Вслед за шофером она снова прошла через большие ворота святилища и спустилась по торговой улочке.
– Rose san hungry?[13] – спросил он. Она кивнула.
– Simple food, please[14], – сказала она.
Он, казалось, удивился, потом на мгновение задумался и двинулся дальше. За каналом они свернули влево, к улице внизу, и оказались возле маленького домика, перед которым на тротуаре стоял щит с надписями. Нырнув под короткую занавеску, шофер вошел в раздвижную дверь, она последовала за ним и очутилась в единственной комнате, пропахшей жареной рыбой. В центре помещения гигантский колпак нависал над решеткой, под которой алели угли; слева – стойка на восемь мест; справа, за очагом, – полки, забитые посудой и разной утварью, небольшой кухонный стол; на низком буфете вдоль шероховатой перегородки, расписанной изображениями кошек, стояли бутылки с саке. В целом все это беспорядочное нагромождение предметов и обилие дерева смахивало на трактир ее детства.

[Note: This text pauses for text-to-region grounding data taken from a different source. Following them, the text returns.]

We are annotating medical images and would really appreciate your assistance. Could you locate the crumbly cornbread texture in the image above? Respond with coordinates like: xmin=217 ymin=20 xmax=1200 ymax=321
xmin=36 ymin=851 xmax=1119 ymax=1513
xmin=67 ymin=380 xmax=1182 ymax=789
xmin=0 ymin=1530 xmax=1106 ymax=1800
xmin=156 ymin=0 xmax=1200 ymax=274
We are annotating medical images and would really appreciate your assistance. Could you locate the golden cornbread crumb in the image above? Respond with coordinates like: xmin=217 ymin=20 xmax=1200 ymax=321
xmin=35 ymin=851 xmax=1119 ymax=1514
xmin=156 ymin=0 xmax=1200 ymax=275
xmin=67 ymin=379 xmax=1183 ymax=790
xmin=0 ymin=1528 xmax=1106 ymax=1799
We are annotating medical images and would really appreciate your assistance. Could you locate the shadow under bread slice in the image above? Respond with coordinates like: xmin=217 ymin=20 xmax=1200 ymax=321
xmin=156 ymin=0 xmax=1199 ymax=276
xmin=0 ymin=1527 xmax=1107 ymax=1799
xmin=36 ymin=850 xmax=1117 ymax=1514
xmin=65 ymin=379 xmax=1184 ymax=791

Они уселись за стойку; показался повар, толстяк, затянутый в короткое кимоно и того же цвета штаны. Официантка принесла им теплые салфетки.
– Rose san eat fish or meat?[15] – спросил шофер.
– Fish[16], – ответила она.
Он по-японски сделал заказ и осведомился:
– Beer?[17]
Она кивнула. Они замолчали. Вокруг них трепетало некое присутствие, проступая в их молчании, – аромат невинности, разлитый в беспорядке заведения, – и Роза почувствовала, как мир пульсирует на древний лад – древний, да, сказала она себе, пусть это и не имело никакого смысла. И еще: мы здесь не одни. Официантка поставила перед ними лаковый поднос с маленькими плошками, наполненными незнакомыми кушаньями, чашу с сашими, миску с рисом и другую, с прозрачным супом. И произнесла что-то извиняющимся тоном.
– Fish coming soon[18], – перевел шофер.
Повар выложил на решетку две нанизанные на деревянные шпажки рыбины, похожие на макрель. Пот стекал с него крупными каплями, и он утирал лицо белой салфеткой, но Роза не ощутила отвращения, которое охватило бы ее в Париже. Она сделала глоток ледяного пива, взяла кусочек белого сашими.